Libertà. A un fuoruscito, infermo a morte
Vivi, infelice, vivi. Ancor non hai
Nè conosciuto nè sofferto assai.
Tal si rimane augel cui straziate abbia
Piombo crudel le giovanette piume.
Di rei felloni la codarda rabbia
Del natìo ciel t’invidia il dolce lume:
Fra’ cuori ignoti e fra straniere brume
Senza requie nè mèta errando vai.
Tutti del pigro inglorioso esiglio
Ricever dêi nel cor gli ottusi strali.
I compagni vedrai col tuo periglio
Alleviar, potendo, i proprii mali:
Lo spregio e la calunnia batter l’ali
Infaticate sul tuo capo udrai.
Ti sonerà di libertade il grido
Urlo feral, non amoroso canto.
Quasi braccio che tremulo e malfido
Non obbedisce all’alma, e cade affranto,
Cader fiaccate le minaccie e il vanto
Degl’invocati salvator’ vedrai.
Ti chiamerà malvagio o stolto o vile
La prepotente giovanil baldanza:
Il compro senno ed il languor senile
Grideran folle o rea la tua fidanza.
Il bel fior della vergine speranza
Senz’alcun frutto morir piangerai.
E quando incerto, umilïato e solo
Ti troverai rimpetto al tuo desìo,
Al novo amor le vecchie cose il duolo
Rivelerà. Vedrai la plebe e Dio.
Dalle arene del dubbio un fresco rio
Sgorgar di fe’ profonda ammirerai.
Non è scintilla di percossa pietra
Libertà, ma splendor che vien dal cielo.
Non soffio umano, aria se’ tu, che l’ètra
Empie e alla terra è spiro e tetto e velo;
Spande i germi di vita, e ’l caldo al gelo
E l’atre notti alterna ai giorni gai;
E le tempeste lo rifan più puro.
Noi del tuo spiro, o santa, ancor non degni,
Per lubrico sentier fangoso e scuro
Bruttiam gli affetti e strasciniam gl’ingegni.

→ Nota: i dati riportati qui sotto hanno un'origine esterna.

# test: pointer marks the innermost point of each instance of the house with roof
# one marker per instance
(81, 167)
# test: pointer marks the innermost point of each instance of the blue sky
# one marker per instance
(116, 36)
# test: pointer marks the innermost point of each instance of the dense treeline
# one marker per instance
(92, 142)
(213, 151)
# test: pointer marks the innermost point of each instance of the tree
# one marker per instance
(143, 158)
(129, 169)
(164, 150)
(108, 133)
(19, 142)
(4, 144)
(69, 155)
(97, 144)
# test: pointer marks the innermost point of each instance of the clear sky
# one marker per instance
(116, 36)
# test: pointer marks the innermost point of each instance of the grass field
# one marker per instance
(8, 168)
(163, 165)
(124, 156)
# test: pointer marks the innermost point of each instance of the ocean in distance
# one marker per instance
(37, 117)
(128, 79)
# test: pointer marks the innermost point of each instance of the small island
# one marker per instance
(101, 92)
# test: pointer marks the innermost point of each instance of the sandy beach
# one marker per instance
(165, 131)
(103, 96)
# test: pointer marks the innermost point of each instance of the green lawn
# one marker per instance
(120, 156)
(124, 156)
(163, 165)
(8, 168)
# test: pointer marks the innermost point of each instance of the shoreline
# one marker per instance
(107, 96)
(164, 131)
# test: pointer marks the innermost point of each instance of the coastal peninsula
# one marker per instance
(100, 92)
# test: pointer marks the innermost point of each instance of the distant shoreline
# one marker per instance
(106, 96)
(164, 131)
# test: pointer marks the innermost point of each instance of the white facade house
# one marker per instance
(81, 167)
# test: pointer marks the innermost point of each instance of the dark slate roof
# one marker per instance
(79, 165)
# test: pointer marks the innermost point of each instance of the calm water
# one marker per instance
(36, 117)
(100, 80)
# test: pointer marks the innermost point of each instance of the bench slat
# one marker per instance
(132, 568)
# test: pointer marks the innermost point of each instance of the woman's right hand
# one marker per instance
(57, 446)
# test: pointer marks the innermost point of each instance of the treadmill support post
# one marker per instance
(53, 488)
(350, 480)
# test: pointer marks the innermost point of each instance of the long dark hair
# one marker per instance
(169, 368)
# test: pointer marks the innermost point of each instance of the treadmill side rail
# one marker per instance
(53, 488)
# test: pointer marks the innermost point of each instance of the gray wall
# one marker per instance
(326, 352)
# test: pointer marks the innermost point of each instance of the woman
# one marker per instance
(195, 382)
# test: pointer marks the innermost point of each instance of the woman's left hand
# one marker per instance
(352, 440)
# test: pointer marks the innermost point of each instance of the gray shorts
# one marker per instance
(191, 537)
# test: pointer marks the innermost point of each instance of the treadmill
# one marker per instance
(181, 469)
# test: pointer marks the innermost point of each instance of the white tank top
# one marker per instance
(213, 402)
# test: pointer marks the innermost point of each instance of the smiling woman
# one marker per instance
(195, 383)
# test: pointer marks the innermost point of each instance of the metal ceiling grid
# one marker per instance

D’ire tiranne e di servo odio pregni,
Son le ignoranze nostre, i nostri guai.
Ma nostra mente, a ciascun dì che cade,
È d’un peso d’errore alleggerita.
Più invecchia e più l’oppressa umanitade
Si sente nel dolore ingiovanita.
Noi cadrem, secche foglie; e maggior vita
N’avrà la pianta che del sole a’ rai
Eterni eterna sorge; e i nostri affanni
Assenneranno la ventura gente.
Come sordo fanciul dopo molti anni
Parla le voci che, guarito, ei sente,
Tale, o Signor, fia d’essi, e insiememente
A parlare e a sentir li ispirerai.
Vivi, infelice, vivi. Ancor non hai
Nè disperato nè creduto assai.
Piazza della Bastiglia, 1835.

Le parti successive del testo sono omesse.